O governo desistiu da abertura unificada do capital da Caixa Econômica Federal (CEF) por causa das dificuldades em preparar o banco estatal para seguir as exigências das companhias abertas antes de 2016. Além disso, embora no mercado a operação seja vista como positiva, é considerada de execução difícil, principalmente em um ano de retração econômica e de desdobramentos da Lava Jato. “O IPO tradicional está descartado no curto prazo”, disse uma fonte. Segundo ele, não há qualquer estudo no banco para conduzir o processo unificado neste ano.

A opção, segundo fontes, é “fatiar” a oferta inicial de ações do banco. Nesse caso, a área que mais renderia seria os seguros. Fontes na Fazenda acreditam ser possível que a operação da Caixa Seguradora seja tão bem sucedida quanto a abertura de capital da BB Seguridade.

Feito em abril de 2013, o IPO da BB Seguridade arrecadou R$ 11,5 bilhões – o maior volume atingido por uma empresa brasileira desde 2009.

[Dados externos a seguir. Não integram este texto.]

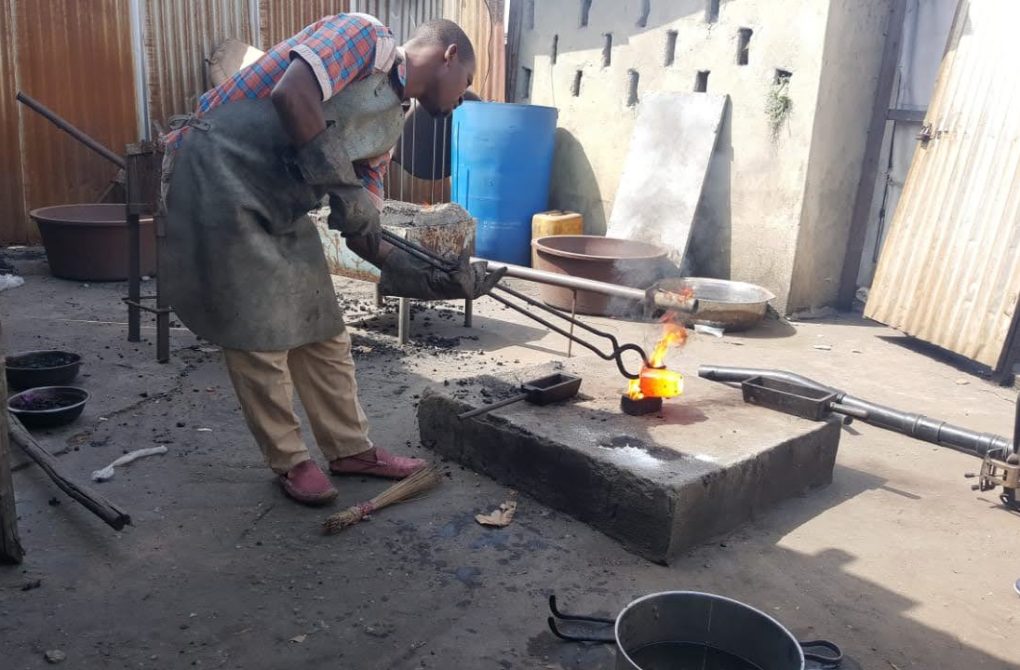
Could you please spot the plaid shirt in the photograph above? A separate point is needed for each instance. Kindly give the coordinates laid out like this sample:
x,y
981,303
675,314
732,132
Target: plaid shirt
x,y
340,50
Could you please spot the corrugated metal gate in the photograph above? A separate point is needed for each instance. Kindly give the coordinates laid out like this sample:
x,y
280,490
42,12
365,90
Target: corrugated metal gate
x,y
950,269
86,60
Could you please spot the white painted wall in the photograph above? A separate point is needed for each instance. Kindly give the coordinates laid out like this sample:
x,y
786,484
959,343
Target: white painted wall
x,y
753,209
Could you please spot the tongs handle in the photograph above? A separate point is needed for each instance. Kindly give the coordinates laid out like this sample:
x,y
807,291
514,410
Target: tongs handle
x,y
594,629
489,408
617,349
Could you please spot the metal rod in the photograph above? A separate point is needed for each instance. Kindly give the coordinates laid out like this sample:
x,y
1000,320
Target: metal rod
x,y
162,301
617,349
494,406
580,284
908,423
529,274
134,276
414,177
573,316
54,118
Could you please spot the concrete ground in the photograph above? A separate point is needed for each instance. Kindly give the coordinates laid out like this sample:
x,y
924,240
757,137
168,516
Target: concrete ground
x,y
898,560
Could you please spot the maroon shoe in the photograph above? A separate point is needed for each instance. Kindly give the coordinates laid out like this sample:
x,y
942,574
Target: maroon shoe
x,y
377,463
306,483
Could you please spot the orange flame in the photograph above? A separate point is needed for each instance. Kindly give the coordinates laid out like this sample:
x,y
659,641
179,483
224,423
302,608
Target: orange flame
x,y
656,380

Não há ainda no governo uma estimativa de quanto a abertura de capital da Caixa Seguradora poderia representar para reforçar as contas do governo neste ano, num momento em que a equipe econômica enfrenta dificuldade para cumprir a meta de superávit primário fixada em R$ 66,3 bilhões, equivalente a 1,2% do Produto Interno Bruto (PIB).

O valor depende de como o cenário econômico vai reagir às investigações da Operação Lava Jato. O governo acredita que os primeiros resultados do trabalho de ajuste e busca de confiança tocado por Levy devem surtir efeito a partir do segundo semestre deste ano.

A Caixa Seguradora tem como sócios a Caixa (48,21%) e a francesa CNP Assurances (50,75%). Os franceses precisam aprovar a decisão de abrir o capital.